Re: Woodward Dream Cruise - August 16, 2008 - Detroit, MI
Thursday, April 17, 2008
Cruise events to rev up Motor City
Nine-day celebration of cars adds numerous festivities in Detroit
Catherine Jun / The Detroit News
DETROIT -- Welcome to the party, Detroit.
The Woodward Dream Cruise officially expanded its suburban reach into the big city on Wednesday, when organizers revealed the details of the Cruisin' MotorCities Summer Festival, a nine-day drive-up to the Dream Cruise that will feature car shows, Model T rides, live music, food and, yes, more cruising, with Detroit-centric events extending from the Michigan State Fairgrounds to Campus Martius, Belle Isle and beyond.
The festival will begin Aug. 8 with a lowriders custom car show and roll right into the Cruise on Aug. 16, when GM celebrates its 100th birthday with 100 cars leaving the RenCen to join up with the Cruise in Ferndale, north of Eight Mile.
The festival, while not adding Detroit as an official Dream Cruise city, will finally link it to the vastly popular but utterly suburban Dream Cruise, which draws 1.2 million spectators and 40,000 classic cars to Oakland County to celebrate the automotive nostalgia of the 1950s and '60s.
The slate of events, organized with the help of Chris Ilitch of Ilitch Holdings Inc. and a federally funded agency, indicates that though official Woodward Dream Cruise organizers are not interested in extending the official cruise route south of Eight Mile, the Motor City this year will be a major epicenter for the first time in the annual August phenomenon.
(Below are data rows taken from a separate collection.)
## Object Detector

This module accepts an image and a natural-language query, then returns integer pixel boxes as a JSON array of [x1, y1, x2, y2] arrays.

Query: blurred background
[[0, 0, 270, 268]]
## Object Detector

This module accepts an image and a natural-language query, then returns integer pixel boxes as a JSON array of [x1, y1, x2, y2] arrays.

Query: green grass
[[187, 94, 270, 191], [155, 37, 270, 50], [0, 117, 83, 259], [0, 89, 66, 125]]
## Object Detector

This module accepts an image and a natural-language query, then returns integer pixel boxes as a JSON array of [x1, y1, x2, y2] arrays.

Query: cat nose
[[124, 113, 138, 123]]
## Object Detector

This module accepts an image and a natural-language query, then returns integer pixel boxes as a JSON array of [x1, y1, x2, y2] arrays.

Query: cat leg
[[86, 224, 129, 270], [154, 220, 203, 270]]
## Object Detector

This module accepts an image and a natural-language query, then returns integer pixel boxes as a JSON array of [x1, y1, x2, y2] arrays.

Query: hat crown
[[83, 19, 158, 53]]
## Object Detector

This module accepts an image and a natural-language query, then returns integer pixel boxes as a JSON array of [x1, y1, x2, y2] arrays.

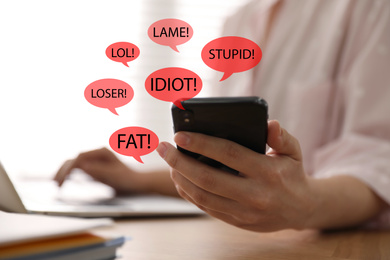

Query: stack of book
[[0, 211, 125, 260]]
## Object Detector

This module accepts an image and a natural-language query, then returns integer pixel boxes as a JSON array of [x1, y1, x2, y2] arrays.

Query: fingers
[[54, 148, 118, 186], [157, 143, 247, 199], [174, 132, 269, 175], [267, 120, 302, 161], [171, 169, 254, 225], [54, 160, 75, 187]]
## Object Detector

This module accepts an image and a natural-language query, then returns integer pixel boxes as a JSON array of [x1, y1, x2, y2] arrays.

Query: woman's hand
[[157, 121, 314, 231], [54, 148, 151, 193]]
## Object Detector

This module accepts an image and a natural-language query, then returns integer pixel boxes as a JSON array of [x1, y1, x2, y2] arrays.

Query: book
[[0, 233, 125, 260], [0, 211, 125, 260]]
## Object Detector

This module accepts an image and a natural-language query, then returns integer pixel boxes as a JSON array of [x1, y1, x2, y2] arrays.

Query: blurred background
[[0, 0, 247, 177]]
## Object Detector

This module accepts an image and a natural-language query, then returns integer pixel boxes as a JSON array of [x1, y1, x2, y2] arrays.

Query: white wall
[[0, 0, 245, 175]]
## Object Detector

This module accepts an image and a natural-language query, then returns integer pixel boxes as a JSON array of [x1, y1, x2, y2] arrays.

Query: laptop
[[0, 162, 204, 218]]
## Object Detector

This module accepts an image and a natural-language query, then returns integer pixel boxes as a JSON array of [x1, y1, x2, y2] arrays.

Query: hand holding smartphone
[[172, 97, 268, 174]]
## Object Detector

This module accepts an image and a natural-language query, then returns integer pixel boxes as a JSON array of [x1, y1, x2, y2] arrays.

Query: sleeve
[[314, 0, 390, 227]]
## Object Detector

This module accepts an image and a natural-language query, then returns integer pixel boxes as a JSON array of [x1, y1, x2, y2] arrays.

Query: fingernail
[[156, 143, 168, 159], [175, 133, 190, 147]]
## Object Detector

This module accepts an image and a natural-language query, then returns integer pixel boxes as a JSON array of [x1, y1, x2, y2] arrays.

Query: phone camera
[[182, 111, 194, 124]]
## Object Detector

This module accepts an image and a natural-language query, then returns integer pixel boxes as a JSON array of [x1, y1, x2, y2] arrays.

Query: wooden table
[[101, 216, 390, 260]]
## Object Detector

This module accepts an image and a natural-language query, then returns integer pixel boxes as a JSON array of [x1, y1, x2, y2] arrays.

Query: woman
[[56, 0, 390, 231]]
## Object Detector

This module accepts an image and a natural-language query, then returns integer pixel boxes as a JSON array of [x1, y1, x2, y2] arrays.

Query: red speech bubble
[[106, 42, 140, 67], [145, 67, 203, 110], [148, 19, 194, 52], [84, 79, 134, 115], [109, 126, 159, 163], [202, 36, 262, 81]]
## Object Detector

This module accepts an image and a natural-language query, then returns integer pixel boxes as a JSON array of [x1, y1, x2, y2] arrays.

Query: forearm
[[305, 176, 386, 229]]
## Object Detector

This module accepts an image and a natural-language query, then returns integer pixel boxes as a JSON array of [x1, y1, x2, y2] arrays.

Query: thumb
[[267, 120, 302, 161]]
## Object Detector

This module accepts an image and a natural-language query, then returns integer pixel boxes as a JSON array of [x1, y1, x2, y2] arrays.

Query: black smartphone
[[172, 97, 268, 174]]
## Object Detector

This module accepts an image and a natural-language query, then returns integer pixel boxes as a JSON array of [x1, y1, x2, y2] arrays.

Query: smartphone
[[172, 97, 268, 174]]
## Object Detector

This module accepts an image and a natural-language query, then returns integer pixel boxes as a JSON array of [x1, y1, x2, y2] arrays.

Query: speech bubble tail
[[219, 72, 233, 82], [169, 45, 180, 53], [108, 108, 119, 116], [173, 99, 186, 110], [133, 156, 144, 163]]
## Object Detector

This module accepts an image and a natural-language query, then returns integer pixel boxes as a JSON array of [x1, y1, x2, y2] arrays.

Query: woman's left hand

'Biggest presence' for Detroit
"This is the biggest presence Detroit has had during Cruise week, absolutely," said Greg Rassel, former president of Woodward Dream Cruise Inc. and now Royal Oak's representative on its board.
The efforts are being spearheaded by MotorCities National Heritage Area, a federally funded organization affiliated with the National Park Service that has been relatively unknown until recently. The office, in the Renaissance Center, approached Dream Cruise organizers last year with an offer to expand the Cruise and better market it as a tourist attraction. So far, it appears set to do just that.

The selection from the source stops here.